1979 sass ich mit meiner Frau in der Küche und wir freuten uns, in einem so wunderbaren kommunistisch-sozialistischen Land leben zu dürfen. Heute finde ich es lächerlich, dass ich ein solcher Fanatiker gewesen bin.

Dafür haben Sie die besten Jahre Ihres Lebens eingesetzt?
Eigentlich müsste man den Blick verändern und versuchen, der Jugend andere Wege aufzuzeigen. Bis zur Demokratie sind wir noch weit entfernt. Seit wir uns ihr nähern, erkennen wir, dass wir eigentlich gar keine Feinde besitzen. Seit Glasnost und Perestrojka sind bereits viele Jahre vergangen. Aber das Leben der älteren Generation ist stehengeblieben. Sie sind meist sehr arm, haben keine Visionen und auch keine Möglichkeiten, sich vom wirklichen Zustand der Welt zu überzeugen. Die neue Generation betrachtet den Westen, seine Wirtschaft und Kultur objektiv und denkt anders.

Die politische Wende kam 1989/90. Doch Ihr Leben erfuhr schon vorher eine grosse Veränderung.
Das war ein langer Weg voller Zweifel und Tränen. Es war für mich sehr schwierig, diese beiden Richtungen auszuleben zwischen dem Gewissen und der alltäglichen Realität. In Worten kann man das nur schwer ausdrücken. Ich fand bereits im Militär zum Glauben an Jesus Christus, lebte aber während langer Zeit ein Doppelleben. Ich hatte oft das Gefühl des Erstickens, weil ich von von zwei verschiedenen Seiten einen grossen Druck verspürte. Ich versuchte oft, mit meinen Offizieren und Soldaten über Gott zu reden, wurde aber nur komisch angeschaut. Doch Gott hat mich die ganze Zeit über beschützt und bewahrt. Heute bezeichne ich es als ein Wunder, dass ich als Christ an einer solch hohen Position überleben konnte. Wenn ein hoher Offizier etwas Positives zum Thema Glauben sagte, war er meist innert 24 Stunden verschwunden.

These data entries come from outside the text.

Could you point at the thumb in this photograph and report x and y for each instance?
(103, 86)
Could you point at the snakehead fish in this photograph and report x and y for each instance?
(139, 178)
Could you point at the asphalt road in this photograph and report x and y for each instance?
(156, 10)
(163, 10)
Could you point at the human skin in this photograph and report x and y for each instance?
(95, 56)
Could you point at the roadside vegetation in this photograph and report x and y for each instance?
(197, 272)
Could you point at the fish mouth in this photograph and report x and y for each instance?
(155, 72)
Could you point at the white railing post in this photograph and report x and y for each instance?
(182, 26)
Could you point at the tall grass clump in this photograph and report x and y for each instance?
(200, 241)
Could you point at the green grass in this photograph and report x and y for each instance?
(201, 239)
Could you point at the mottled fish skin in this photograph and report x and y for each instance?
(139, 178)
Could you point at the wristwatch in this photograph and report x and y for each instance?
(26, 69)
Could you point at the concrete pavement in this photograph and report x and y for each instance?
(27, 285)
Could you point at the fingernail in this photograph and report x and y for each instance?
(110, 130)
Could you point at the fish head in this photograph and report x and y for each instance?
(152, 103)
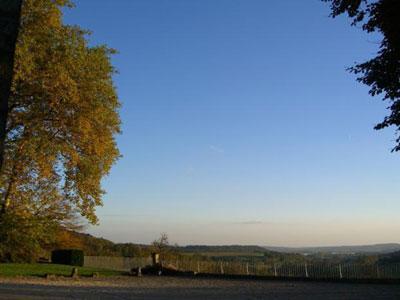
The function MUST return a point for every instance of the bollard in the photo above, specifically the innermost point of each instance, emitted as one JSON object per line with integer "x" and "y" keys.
{"x": 155, "y": 258}
{"x": 74, "y": 273}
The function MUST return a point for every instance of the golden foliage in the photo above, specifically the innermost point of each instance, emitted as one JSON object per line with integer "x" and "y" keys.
{"x": 63, "y": 117}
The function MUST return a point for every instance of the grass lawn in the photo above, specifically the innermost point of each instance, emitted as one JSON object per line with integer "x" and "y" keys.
{"x": 10, "y": 270}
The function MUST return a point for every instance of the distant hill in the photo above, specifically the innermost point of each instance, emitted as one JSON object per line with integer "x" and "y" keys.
{"x": 358, "y": 249}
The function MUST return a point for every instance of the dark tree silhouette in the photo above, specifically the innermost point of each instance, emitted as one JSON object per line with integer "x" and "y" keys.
{"x": 10, "y": 14}
{"x": 381, "y": 73}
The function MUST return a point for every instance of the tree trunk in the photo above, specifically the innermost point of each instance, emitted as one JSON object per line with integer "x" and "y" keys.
{"x": 10, "y": 15}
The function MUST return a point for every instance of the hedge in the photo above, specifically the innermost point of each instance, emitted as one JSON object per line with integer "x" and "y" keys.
{"x": 72, "y": 257}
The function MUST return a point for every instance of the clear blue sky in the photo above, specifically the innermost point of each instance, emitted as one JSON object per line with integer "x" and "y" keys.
{"x": 242, "y": 126}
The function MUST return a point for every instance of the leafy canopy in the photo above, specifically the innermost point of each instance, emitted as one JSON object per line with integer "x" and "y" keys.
{"x": 63, "y": 118}
{"x": 381, "y": 73}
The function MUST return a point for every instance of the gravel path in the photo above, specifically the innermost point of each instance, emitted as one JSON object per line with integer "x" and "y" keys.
{"x": 187, "y": 288}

Sie haben Ihre Zeit und Ihre Kräfte ganz in den Dienst des Evangeliums von Jesus Christus gestellt. Warum?
Mein Leben gehört nun einem anderen Herrn. So bin ich einerseits Evangelist und Prediger, aber auch juristisch tätig, Chefredaktor einer christlichen Zeitschrift und Sekretär des Vereins Christlicher Kriegsveteranen und Direktor des Hilfswerks „Haus der Hoffnung und Barmherzigkeit“.

Wird die Sowjetunion wieder erstarken?
Eigentlich will die Masse der Bevölkerung das alte System gar nicht mehr. Die Jugend schaut nach vorne – und nach Westen. Meine Generation lernt langsam umzudenken. Russland wird hoffentlich eine starke Demokratie werden und davon werden alle profitieren können. Doch unsere Tradition war immer totalitär geprägt. Dieses Gedankengut zu ändern, braucht lange Zeit. Die neue Generation muss erst umerzogen und Barrieren müssen abgebaut werden. Wenn wir das Positive des Westens übernehmen und hart arbeiten, werden wir den Anschluss schaffen.

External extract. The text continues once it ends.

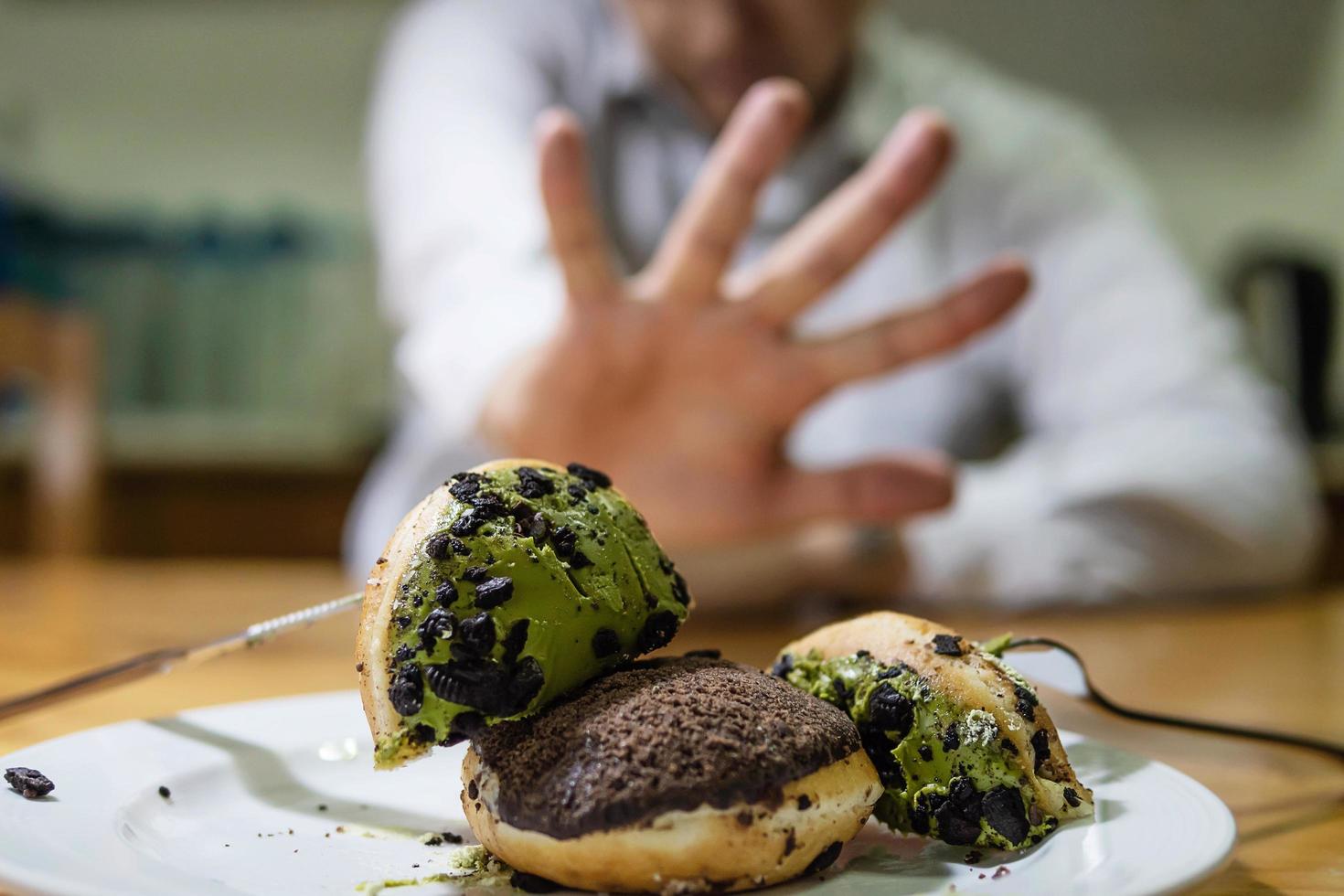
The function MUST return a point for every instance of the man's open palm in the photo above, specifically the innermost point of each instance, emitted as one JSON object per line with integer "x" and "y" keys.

Trotzdem: Militär und insbesondere Geheimdienste sind nie nachhaltig umgebaut worden.
Ich bin erfreut über Ihre differenzierten Fragen, aber dem ist nicht so. Diese Blöcke arbeiten für sich und sind unabhängig voneinander. Es ist eine grosse Tragödie, dass wir zwar Gesetze haben und grosse Bevölkerungsteile Polizisten sind, aber niemand die Gesetze befolgt. Ich bin erstaunt darüber, dass Menschen hier im Westen Gesetze befolgen. So bin ich erstaunt, dass ich im Westen so wenig Polizisten sehe. Bei uns funktioniert das noch gar nicht. Mit dem Gesetz hängt sehr viel zusammen: der Kulturwandel, die Ideologie, die Möglichkeiten, Leben zu gestalten. Westliche Staaten setzen auf Verfassungen und Gesetze und daraus oder darauf entwickelte sich alles. Das ist ein langer Prozess.

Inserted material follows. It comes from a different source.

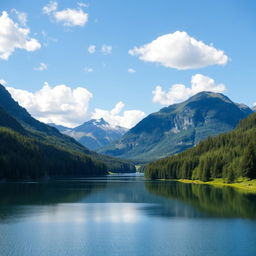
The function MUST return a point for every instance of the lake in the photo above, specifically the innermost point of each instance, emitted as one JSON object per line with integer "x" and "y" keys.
{"x": 125, "y": 215}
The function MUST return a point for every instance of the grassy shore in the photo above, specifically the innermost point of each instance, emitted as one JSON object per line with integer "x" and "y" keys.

Welche Person hat die Weltgeschichte am meisten verändert?
Ich habe in Petrosawodsk Geschichte und in Leningrad kulturelle Angelegenheiten studiert und bin ein grosser Geschichtsfan. Meine Erkenntnis: Gott erwählt Leute, damit sie die Welt verändern können. Ich liebe die Germanistik sehr und lese die grossen deutschen Dichter sehr gerne, die auch Russland beeinflusst haben.

Ich könnte viele Persönlichkeiten nennen, beschränke mich aber auf folgende: Konrad Adenauer, Kanzler Helmut Kohl, Michail Gorbatschow und Deng-Xiao-Ping. Das sind Persönlichkeiten, die wirtschaftlich und politisch auf der Welt sehr viel verändert haben.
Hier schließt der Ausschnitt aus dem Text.